Ce que cible la Russie n’est pas mystérieux. Ce n’est pas secret. Les rapports s’accumulent depuis des mois, des années. Les centrales électriques. Les sous-stations de chauffage. Les voies ferrées. Les ports et silos à grain. Ce ne sont pas des cibles militaires. Ce sont les artères de la vie civile. Sans électricité, pas de chauffage. Sans chauffage en hiver ukrainien — où les températures descendent à -20 degrés Celsius — les gens meurent. Pas dans des explosions spectaculaires. Dans le silence de leurs appartements gelés. La Russie a compris quelque chose que les stratèges militaires appellent pudiquement la « guerre contre les infrastructures » : il n’est pas nécessaire de tuer tous les Ukrainiens. Il suffit de les rendre incapables de survivre là où ils sont. De les forcer à partir. De vider le pays de sa population. Un génocide à feu doux, une infrastructure à la fois.
Et pourtant, aucun dirigeant occidental n’a encore qualifié cette campagne de ce qu’elle est : une tentative délibérée de rendre l’Ukraine inhabitable. Une stratégie de terreur à l’échelle d’un pays entier.
SECTION 6 : Le Kremlin et la "guerre de l'attrition" — ce que le double-langage dissimule
Quand Moscou dit « opération militaire spéciale », comprendre
Le Kremlin a un vocabulaire. Il l’a soigneusement construit depuis le 24 février 2022. « Opération militaire spéciale » — pas une guerre. « Dénazification » — pas une invasion coloniale. « Objets d’infrastructure militaire » — pas des voies ferrées civiles, pas des hôpitaux, pas des centrales de chauffage. Quand Moscou dit « infrastructure militaire », comprendre : tout ce qui permet à l’Ukraine de fonctionner en tant que pays. Quand Moscou dit « opération précise et chirurgicale », comprendre : 155 drones lancés simultanément sur six directions contre un pays souverain. Le langage militaire russe n’est pas de l’imprécision. C’est de la propagande structurée, conçue pour créer une ambiguïté que les capitales occidentales s’empressent d’exploiter pour justifier leur inaction. Il y a dans les couloirs de Bruxelles, de Paris, de Berlin, des diplomates qui reçoivent les mêmes rapports que vous venez de lire. 155 drones. Six directions. Huit cibles. 19 000 drones cet hiver. Ils lisent ces chiffres. Ils hochent la tête. Ils parlent de « proportionnalité« . Ils parlent de « ne pas provoquer d’escalade« . Pendant que Mykola, pompier de Kharkiv, attend le prochain signal.

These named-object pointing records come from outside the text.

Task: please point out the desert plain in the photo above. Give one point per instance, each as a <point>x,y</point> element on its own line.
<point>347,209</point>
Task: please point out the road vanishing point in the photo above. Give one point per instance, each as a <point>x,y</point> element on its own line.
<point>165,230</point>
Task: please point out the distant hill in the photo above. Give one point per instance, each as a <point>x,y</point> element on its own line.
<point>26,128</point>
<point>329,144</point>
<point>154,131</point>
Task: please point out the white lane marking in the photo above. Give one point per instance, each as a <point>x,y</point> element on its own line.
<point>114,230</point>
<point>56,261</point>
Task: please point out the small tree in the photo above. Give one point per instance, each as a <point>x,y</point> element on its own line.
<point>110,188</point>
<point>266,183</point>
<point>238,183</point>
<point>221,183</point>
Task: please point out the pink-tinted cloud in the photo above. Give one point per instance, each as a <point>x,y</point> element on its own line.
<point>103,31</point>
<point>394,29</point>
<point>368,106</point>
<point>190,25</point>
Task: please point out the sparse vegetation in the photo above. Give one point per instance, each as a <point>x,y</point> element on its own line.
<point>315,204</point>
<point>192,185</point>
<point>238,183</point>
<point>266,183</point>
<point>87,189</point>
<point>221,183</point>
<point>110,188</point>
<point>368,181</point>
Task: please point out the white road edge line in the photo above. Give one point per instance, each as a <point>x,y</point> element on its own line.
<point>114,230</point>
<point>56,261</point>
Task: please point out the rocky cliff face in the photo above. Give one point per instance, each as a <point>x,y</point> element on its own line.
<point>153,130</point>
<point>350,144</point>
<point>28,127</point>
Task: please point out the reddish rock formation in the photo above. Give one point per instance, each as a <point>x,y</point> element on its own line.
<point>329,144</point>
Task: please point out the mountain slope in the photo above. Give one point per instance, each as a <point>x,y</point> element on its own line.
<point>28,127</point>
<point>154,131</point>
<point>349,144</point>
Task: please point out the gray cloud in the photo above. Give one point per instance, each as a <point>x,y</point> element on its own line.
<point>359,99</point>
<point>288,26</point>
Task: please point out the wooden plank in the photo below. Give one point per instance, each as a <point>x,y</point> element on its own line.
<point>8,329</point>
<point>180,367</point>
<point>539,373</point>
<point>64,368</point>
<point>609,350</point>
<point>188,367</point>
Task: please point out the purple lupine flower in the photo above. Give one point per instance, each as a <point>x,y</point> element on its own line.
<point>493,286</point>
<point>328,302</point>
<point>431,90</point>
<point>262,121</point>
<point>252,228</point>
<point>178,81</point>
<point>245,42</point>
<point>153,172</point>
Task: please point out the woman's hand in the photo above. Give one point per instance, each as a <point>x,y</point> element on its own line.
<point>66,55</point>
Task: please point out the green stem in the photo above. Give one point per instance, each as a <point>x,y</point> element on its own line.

La Crimée comme base de lancement — le silence coupable sur 2014
Parmi les six directions d’où ont été lancés les 155 drones cette nuit-là, deux partent de Crimée. La Crimée a été annexée en 2014. Il y a 12 ans. La communauté internationale a protesté. Il y a eu des sanctions. Et puis le monde s’est habitué. La Crimée russe est devenue un fait accompli que personne ne voulait vraiment remettre en question. Aujourd’hui, cette « habitude » permet à la Russie de lancer des drones depuis un territoire ukrainien occupé sur le reste de l’Ukraine. La normalisation de l’annexion de 2014 est l’une des causes directes de la nuit du 4 au 5 mars 2026. En 2015, un diplomate européen a dit : « La Crimée, c’est réglé, maintenant parlons d’avenir. » Il parlait d’un territoire appartenant à 44 millions de personnes. Aujourd’hui, les drones partent de là. Ce diplomate est probablement à la retraite, avec une belle pension. Les gens qui ont passé la nuit dans les abris de Zhytomyr, eux, sont encore là.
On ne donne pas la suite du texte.